Throughout the game, the Texas fans who overwhelmed the Oregon State fans in numbers, never gave up. Oregon State came in as the nation's No. 13 ranked team, and wanted desperately to get their tenth win - making the 2012 Beavers only the third team in school history to do that.

But in one glorious moment, Texas decided to pull off a miracle. It was David Ash to wide receiver Mike Davis for 19 yards and then to wide receiver Jaxon Shipley for 14. Then Davis for eight, and running back Malcolm Brown for seven. Shipley seized an incredible one-handed grab for 14, and then Ash ran for seven. And on a third-and-four play from the Beaver 15, he scrambled, then hit running back Johnathan Gray for a touchdown. The "up tempo" offense had worked for Texas. Eight minutes and eighteen seconds remained and when Nick Jordan kicked the extra point out of the hold of Cade McCrary from a snap from Nate Boyer, the Longhorns were amazingly down by just three points.

On the ensuing drive, the defense produced two key sacks and OSU netted five yards on five plays. When the Beavers punted to Quandre Diggs at the UT 40, he was able to squirt the return for 12 yards, partly because of a block thrown by Matthew Zapata, a senior playing in his final - and only - game as a Longhorn. Four minutes and thirty-five seconds remained, and the ball was at the Beaver 48. Texas drove to the Oregon State 36. It was first down, with just under two and a half minutes left.

As the Longhorns had prepared for this game, Texas had practiced for a week in Austin, and at the end of every practice, the team gathered at the goal line with football strength and conditioning coach Bennie Wylie. There, they would line up, stretching the width of the field, in three separate lines. At Bennie's command, they would run ten very hard yards. The old-timers would call these "gassers", a version of something akin to "wind sprints." But with Bennie, it took on a different format. One hundred and twenty players had to line up perfectly, break on order perfectly, not jump off sides and go all-out to his satisfaction. From the goal to the ten and a bit beyond, and then back again. And they did this ten times. There were some times when they reached eight, and failed. And they had to start all over again.

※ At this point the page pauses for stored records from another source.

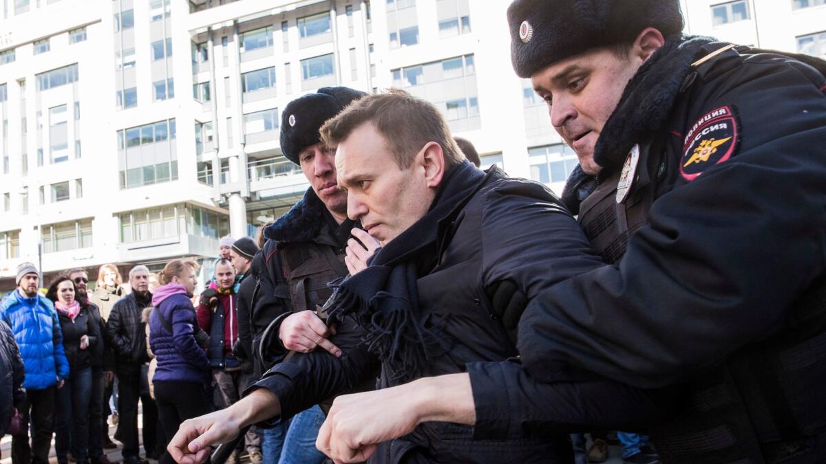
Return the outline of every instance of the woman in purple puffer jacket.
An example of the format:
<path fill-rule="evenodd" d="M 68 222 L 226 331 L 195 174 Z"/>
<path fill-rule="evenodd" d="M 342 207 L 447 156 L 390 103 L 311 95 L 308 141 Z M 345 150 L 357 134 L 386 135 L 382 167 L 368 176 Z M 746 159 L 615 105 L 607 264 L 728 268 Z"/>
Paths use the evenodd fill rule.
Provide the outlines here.
<path fill-rule="evenodd" d="M 205 390 L 210 382 L 210 363 L 195 341 L 198 323 L 189 300 L 197 267 L 194 261 L 169 262 L 159 277 L 162 286 L 152 295 L 150 345 L 158 361 L 153 383 L 167 437 L 173 437 L 184 420 L 211 409 Z M 161 462 L 172 462 L 164 452 Z"/>

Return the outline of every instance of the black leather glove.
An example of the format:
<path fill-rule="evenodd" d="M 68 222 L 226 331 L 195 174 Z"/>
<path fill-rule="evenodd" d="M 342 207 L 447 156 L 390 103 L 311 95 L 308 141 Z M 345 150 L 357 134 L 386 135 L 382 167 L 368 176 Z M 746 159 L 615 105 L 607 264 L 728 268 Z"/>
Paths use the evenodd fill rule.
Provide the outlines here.
<path fill-rule="evenodd" d="M 202 305 L 215 309 L 218 306 L 218 292 L 211 288 L 207 288 L 201 292 L 200 301 Z"/>
<path fill-rule="evenodd" d="M 528 297 L 510 280 L 493 282 L 485 287 L 485 293 L 493 308 L 493 314 L 501 320 L 508 338 L 515 345 L 519 320 L 528 305 Z"/>

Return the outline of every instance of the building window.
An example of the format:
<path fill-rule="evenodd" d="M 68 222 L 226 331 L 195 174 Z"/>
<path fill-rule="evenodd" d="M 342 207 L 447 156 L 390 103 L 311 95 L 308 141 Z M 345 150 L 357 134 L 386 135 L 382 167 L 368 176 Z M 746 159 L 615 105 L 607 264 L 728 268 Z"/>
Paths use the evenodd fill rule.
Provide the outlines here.
<path fill-rule="evenodd" d="M 746 0 L 713 5 L 711 16 L 714 26 L 751 19 L 748 14 L 748 2 Z"/>
<path fill-rule="evenodd" d="M 192 97 L 202 103 L 209 102 L 211 98 L 209 81 L 192 84 Z"/>
<path fill-rule="evenodd" d="M 32 44 L 35 47 L 35 54 L 40 54 L 41 53 L 45 53 L 50 50 L 49 37 L 43 39 L 41 40 L 36 40 Z"/>
<path fill-rule="evenodd" d="M 419 26 L 406 27 L 390 33 L 390 48 L 397 49 L 419 43 Z"/>
<path fill-rule="evenodd" d="M 51 185 L 51 202 L 65 201 L 69 200 L 69 181 L 53 183 Z"/>
<path fill-rule="evenodd" d="M 172 56 L 172 39 L 167 37 L 164 40 L 152 42 L 152 61 L 164 59 Z"/>
<path fill-rule="evenodd" d="M 528 149 L 530 178 L 545 184 L 564 182 L 579 163 L 577 154 L 564 144 Z"/>
<path fill-rule="evenodd" d="M 192 43 L 192 72 L 193 73 L 197 71 L 197 66 L 201 63 L 206 63 L 209 61 L 209 44 L 204 42 L 202 44 Z"/>
<path fill-rule="evenodd" d="M 439 108 L 455 132 L 480 126 L 475 74 L 472 54 L 392 71 L 393 87 L 416 88 L 414 94 Z"/>
<path fill-rule="evenodd" d="M 169 79 L 158 81 L 156 83 L 152 83 L 152 88 L 154 89 L 154 97 L 155 101 L 158 100 L 166 100 L 167 98 L 174 98 L 175 97 L 175 86 L 173 82 L 173 78 L 169 78 Z"/>
<path fill-rule="evenodd" d="M 791 8 L 793 10 L 808 8 L 809 7 L 819 7 L 821 5 L 826 5 L 826 0 L 791 0 Z"/>
<path fill-rule="evenodd" d="M 305 81 L 331 76 L 334 73 L 333 54 L 301 60 L 301 78 Z"/>
<path fill-rule="evenodd" d="M 37 78 L 37 90 L 47 90 L 78 81 L 78 64 L 69 64 L 35 76 Z"/>
<path fill-rule="evenodd" d="M 135 27 L 135 12 L 126 10 L 115 13 L 115 32 Z"/>
<path fill-rule="evenodd" d="M 135 49 L 126 49 L 115 52 L 115 69 L 126 69 L 135 66 Z"/>
<path fill-rule="evenodd" d="M 121 188 L 178 180 L 175 120 L 117 131 Z"/>
<path fill-rule="evenodd" d="M 7 50 L 3 52 L 0 52 L 0 64 L 8 64 L 9 63 L 14 63 L 14 50 Z"/>
<path fill-rule="evenodd" d="M 419 43 L 415 0 L 387 0 L 387 31 L 391 49 Z"/>
<path fill-rule="evenodd" d="M 273 46 L 273 28 L 263 27 L 241 34 L 241 53 Z"/>
<path fill-rule="evenodd" d="M 344 7 L 344 15 L 347 16 L 347 36 L 352 37 L 354 31 L 353 27 L 353 5 Z"/>
<path fill-rule="evenodd" d="M 12 258 L 20 258 L 20 230 L 0 232 L 0 260 Z"/>
<path fill-rule="evenodd" d="M 218 239 L 230 232 L 229 217 L 188 204 L 168 205 L 118 215 L 121 243 L 175 237 L 183 234 Z"/>
<path fill-rule="evenodd" d="M 442 39 L 470 32 L 470 12 L 468 0 L 439 0 L 436 17 L 439 36 Z"/>
<path fill-rule="evenodd" d="M 69 31 L 69 43 L 77 44 L 78 42 L 83 42 L 86 40 L 86 28 L 78 27 L 78 29 L 73 29 Z"/>
<path fill-rule="evenodd" d="M 92 219 L 40 226 L 43 253 L 92 248 Z"/>
<path fill-rule="evenodd" d="M 298 18 L 298 36 L 301 39 L 330 32 L 330 13 Z"/>
<path fill-rule="evenodd" d="M 505 168 L 505 159 L 502 158 L 501 153 L 483 154 L 479 157 L 479 168 L 482 169 L 487 169 L 491 166 L 498 166 L 500 169 Z"/>
<path fill-rule="evenodd" d="M 115 92 L 116 107 L 119 110 L 134 108 L 138 106 L 138 89 L 132 87 L 126 90 L 118 90 Z"/>
<path fill-rule="evenodd" d="M 799 36 L 797 51 L 819 58 L 826 57 L 826 31 Z"/>
<path fill-rule="evenodd" d="M 278 130 L 278 109 L 273 108 L 244 115 L 244 133 L 258 134 Z"/>
<path fill-rule="evenodd" d="M 66 105 L 49 108 L 50 158 L 52 163 L 69 161 Z"/>
<path fill-rule="evenodd" d="M 215 185 L 212 182 L 212 163 L 209 161 L 199 161 L 197 166 L 198 182 L 206 185 Z"/>
<path fill-rule="evenodd" d="M 275 67 L 264 68 L 241 74 L 241 91 L 255 92 L 275 87 Z"/>
<path fill-rule="evenodd" d="M 150 2 L 150 21 L 154 22 L 169 17 L 169 0 L 152 0 Z"/>
<path fill-rule="evenodd" d="M 27 11 L 29 11 L 29 0 L 14 0 L 15 15 L 25 13 Z"/>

It was about conditioning, mentally and physically. It was about concentration and stamina. There were times when Bennie would shout, "You are winning the game in the fourth quarter right now. Keep going." Ten runs, ten perfect runs.

Bennie called it "the perfect ten."

That is why, when the media and  the television commentators were stunned and the Texas crowd was delirious in the wild finish, the Texas team always believed. They knew, they knew, that their "hurry up" offense and their punishing defense would eventually wear down the Beavers. And when Ash hit senior wide receiver Marquise Goodwin for 36 yards for the go-ahead touchdown with only 2:24 left, and star defensive end Alex Okafor completed what long-time football coach Spike Dykes called "the finest game I have seen a defensive player play in a long, long time," by harassing OSU into two final sacks, it was done.

The dreams of the season they had hoped would be, weren't quite achieved. The nine wins in the 9-4 season marked a solid step in their quest for a return to national significance. As the `Horns closed their season with the 31-27 victory over Oregon State, it was an impressive reminder that there is nothing in sport that equals a come-from-behind win. And there are few things in life that match that moment, when those around seem to doubt you, and you suddenly stand taller, reach higher, hit harder and run faster.

That, my friends, they call the Perfect Ten.